Imam Syafi’i berkata: Jika seseorang menggadaikan seorang budak (laki-laki dan perempuan) yang keluar (murtad) dari Islam dan telah diterima oleh penerima gadai, maka gadai ini sah. Si budak dapat disuruh bertaubat, Jika tidak mau, ia dapat dibunuh atas dasar murtad. Demikian pula bila si budak menyamun dan membunuh, maka ia dapat dibunuh; dan jika membunuh, maka tangannya dapat dipotong. Begitu juga apabila si budak melakukan kejahatan yang dapat dijatuhi hukuman tertentu (had), maka had ini harus ditegakkan. Pada semua keadaan ini si budak tetap berstatus gadai, baik hukuman dibatalkan atasnya atau dibekukan karena sebab-sebab tertentu, sebab ini adalah hak Allah Ta ’ala dan bukan hak manusia.

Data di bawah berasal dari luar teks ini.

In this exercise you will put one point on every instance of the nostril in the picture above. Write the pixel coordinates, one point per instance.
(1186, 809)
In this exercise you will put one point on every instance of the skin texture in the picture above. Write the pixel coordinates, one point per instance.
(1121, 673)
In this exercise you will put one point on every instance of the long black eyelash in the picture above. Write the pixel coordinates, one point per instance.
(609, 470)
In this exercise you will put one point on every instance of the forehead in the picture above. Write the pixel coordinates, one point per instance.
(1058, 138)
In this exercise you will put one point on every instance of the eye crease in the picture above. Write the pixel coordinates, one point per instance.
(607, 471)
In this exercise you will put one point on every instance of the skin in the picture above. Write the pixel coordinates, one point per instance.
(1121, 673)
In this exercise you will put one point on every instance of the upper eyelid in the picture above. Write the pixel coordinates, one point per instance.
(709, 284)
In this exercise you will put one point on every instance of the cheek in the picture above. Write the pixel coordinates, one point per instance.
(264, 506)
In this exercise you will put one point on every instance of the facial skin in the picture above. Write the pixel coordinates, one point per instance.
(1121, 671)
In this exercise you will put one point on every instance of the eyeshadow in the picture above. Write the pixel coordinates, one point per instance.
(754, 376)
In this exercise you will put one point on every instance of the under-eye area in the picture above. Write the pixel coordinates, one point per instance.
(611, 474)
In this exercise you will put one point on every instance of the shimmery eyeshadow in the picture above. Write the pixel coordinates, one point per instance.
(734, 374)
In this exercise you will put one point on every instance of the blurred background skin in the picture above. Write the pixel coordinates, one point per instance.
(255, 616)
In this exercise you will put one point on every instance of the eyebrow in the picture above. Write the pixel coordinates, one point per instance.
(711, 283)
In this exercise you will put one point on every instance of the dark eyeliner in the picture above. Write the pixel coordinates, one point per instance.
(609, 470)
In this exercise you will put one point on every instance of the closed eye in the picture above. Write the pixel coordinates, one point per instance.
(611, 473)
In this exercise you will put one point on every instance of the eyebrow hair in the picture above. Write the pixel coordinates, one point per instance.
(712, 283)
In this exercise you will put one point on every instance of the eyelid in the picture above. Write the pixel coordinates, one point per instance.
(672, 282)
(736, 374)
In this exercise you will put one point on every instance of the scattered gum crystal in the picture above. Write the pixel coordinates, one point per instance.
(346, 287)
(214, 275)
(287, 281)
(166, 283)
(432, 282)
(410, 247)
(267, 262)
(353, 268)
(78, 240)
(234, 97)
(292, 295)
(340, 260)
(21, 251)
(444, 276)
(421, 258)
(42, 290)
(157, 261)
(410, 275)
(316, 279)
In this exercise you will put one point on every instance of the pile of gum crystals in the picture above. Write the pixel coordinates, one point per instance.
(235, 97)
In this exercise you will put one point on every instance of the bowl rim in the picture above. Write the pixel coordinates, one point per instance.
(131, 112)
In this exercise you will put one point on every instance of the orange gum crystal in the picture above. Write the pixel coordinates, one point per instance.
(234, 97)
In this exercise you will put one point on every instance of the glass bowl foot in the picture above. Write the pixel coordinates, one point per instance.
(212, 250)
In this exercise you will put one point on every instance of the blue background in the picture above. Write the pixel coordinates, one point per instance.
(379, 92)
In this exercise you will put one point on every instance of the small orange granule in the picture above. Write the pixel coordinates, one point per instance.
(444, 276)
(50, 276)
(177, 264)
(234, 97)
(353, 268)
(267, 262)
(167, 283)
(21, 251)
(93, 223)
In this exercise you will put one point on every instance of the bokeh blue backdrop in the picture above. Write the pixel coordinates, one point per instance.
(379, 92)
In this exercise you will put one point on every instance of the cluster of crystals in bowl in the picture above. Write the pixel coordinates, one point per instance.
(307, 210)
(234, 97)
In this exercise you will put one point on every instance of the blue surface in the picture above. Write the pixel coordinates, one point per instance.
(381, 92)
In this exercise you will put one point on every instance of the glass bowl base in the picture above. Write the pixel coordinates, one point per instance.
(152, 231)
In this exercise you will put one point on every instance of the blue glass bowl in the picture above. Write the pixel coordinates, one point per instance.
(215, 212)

Imam Syafi’i berkata: Apabila seseorang menggadaikan budak miliknya yang telah ia merdekakan sejak setahun atau lebih, maka gadai ini dapat dibatalkan, karena si budak telah merdeka. Hal ini berlaku pada budak yang dijanjikan akan merdeka setelah majikannya meninggal dunia (mudabbar). Gadai pada kondisi ini tidak diperbolehkan bagaimanapun keadaannya. Apabila seseorang menggadaikan budak yang ia beli dengan cara yang tidak sah, maka gadai dinyatakan batal, karena penggadai tidak memiliki apa yang ia gadaikan.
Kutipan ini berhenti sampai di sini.